3.2. Uncertainty Evolutionary Rules of the Navigational Environment

The navigational environment in a certain accident case usually has a systematic and slow evolution. In fact, considering the timeliness of the navigational environment during accident evolution, the navigational environment does not usually change suddenly in a short period, i.e., there are unlikely to be “jumps” between levels. In some cases, strong wind in a short period may cause instantaneous and significant changes in the navigational environment, although such a scenario was not considered in this study. If a key factor was in the third level of the five-level navigational environment system, it could jump from the third level to the second level or the fourth level or stay at the third level during an accident evolution, but it could not jump to the fifth level or the first level. If a key factor was in the fifth level of a five-level environmental subsystem, it could only jump to the fourth level or stay in the fifth level (Figure 1).

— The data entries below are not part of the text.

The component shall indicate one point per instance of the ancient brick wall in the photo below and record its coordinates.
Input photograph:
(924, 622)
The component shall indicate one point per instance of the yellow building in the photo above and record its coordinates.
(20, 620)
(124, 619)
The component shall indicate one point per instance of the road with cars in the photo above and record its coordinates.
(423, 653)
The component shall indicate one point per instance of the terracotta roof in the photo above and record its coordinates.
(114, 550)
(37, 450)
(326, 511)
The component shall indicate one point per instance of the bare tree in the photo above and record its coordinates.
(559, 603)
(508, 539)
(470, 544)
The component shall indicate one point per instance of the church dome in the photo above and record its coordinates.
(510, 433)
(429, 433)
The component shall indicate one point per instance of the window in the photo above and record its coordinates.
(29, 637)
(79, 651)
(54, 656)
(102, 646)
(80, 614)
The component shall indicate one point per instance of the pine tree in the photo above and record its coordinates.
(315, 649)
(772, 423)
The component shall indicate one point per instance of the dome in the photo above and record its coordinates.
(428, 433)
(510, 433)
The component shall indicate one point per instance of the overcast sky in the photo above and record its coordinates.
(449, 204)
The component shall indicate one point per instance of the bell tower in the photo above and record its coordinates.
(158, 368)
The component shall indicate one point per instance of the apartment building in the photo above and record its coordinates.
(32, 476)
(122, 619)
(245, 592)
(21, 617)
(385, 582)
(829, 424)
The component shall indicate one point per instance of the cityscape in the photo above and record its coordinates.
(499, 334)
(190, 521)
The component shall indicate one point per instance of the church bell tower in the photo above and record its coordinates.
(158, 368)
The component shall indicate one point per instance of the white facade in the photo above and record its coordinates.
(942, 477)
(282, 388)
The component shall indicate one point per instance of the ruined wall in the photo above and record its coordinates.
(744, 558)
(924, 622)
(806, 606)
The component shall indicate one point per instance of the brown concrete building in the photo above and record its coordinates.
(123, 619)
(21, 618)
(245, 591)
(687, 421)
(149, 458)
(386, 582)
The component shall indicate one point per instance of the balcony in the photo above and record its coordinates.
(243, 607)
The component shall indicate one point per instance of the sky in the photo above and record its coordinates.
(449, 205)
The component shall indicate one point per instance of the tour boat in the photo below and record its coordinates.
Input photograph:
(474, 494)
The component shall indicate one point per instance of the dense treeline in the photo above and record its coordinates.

Therefore, the uncertainty state could be determined after the evolutionary rule from the certainty state to the uncertainty state was determined. The uncertainty state sets were:

$$P^{\ast }{}_h=\left(A^{\ast }{}_{1i_1},A^{\ast }{}_{2j_1},A^{\ast }{}_{3k_1},A^{\ast }{}_{4l_1},A^{\ast }{}_{5m_1},A^{\ast }{}_{6n_1}\right)$$

(13)

$$Q^{\ast }{}_h=\left(B^{\ast }{}_{1i_1},B^{\ast }{}_{2j_1},B^{\ast }{}_{3k_1},B^{\ast }{}_{4l_1},B^{\ast }{}_{5m_1},B^{\ast }{}_{6n_1}\right)$$

(14)

3.3. Distance Model between the Uncertainty Evolution and the Ideal Worst Value

The number of the system states that a change from certain to uncertain can be determined on the basis of the relevant evolutionary rules. This quantity changes with the levels of key factors of the certainty state. If the key factors of the system certainty state were mainly at the fifth or first levels, the quantity of the uncertainty evolutionary state decreased. If the key factors of the system’s certain state were mainly in the second, third, or fourth levels, the quantity of the uncertain evolutionary states was approximately 36–729. The collapse distances of the system under all uncertain states were computed, and the average collapse distance ($d^{\ast }$) of an uncertain state was:

$$d^{\ast }(P_h,P_{h\max })={[{\left(A_{1\max }-A^{\ast }{}_{1i_1}\right)}^2+{\left(A_{2\max }-A^{\ast }{}_{2j_1}\right)}^2+\cdots +{\left(A_{6\max }-A^{\ast }{}_{6n_1}\right)}^2]}^{\frac{1}{2}}$$

(15)

$$d^{\ast }(Q_h,Q_{h\max })={[{\left(B_{1\max }-B^{\ast }{}_{1i_1}\right)}^2+{\left(B_{2\max }-B^{\ast }{}_{2j_1}\right)}^2+\cdots +{\left(B_{6\max }-B^{\ast }{}_{6n_1}\right)}^2]}^{\frac{1}{2}}$$

(16)

Supposing the collapse distance of a certain state is $d$ and the average collapse distance of an uncertain state is $d^{\ast }$, the rate of variation in the collapse distance is as follows:

$$\Delta d_P=d(P_h,P_{h\max })-d^{\ast }(P_h,P_{h\max })$$

(17)

$$\Delta d_Q=d(Q_h,Q_{h\max })-d^{\ast }(Q_h,Q_{h\max })$$

(18)

With Equations (15)–(18), the average collapse distances and relative rates of variation in the certain and uncertain states could be calculated.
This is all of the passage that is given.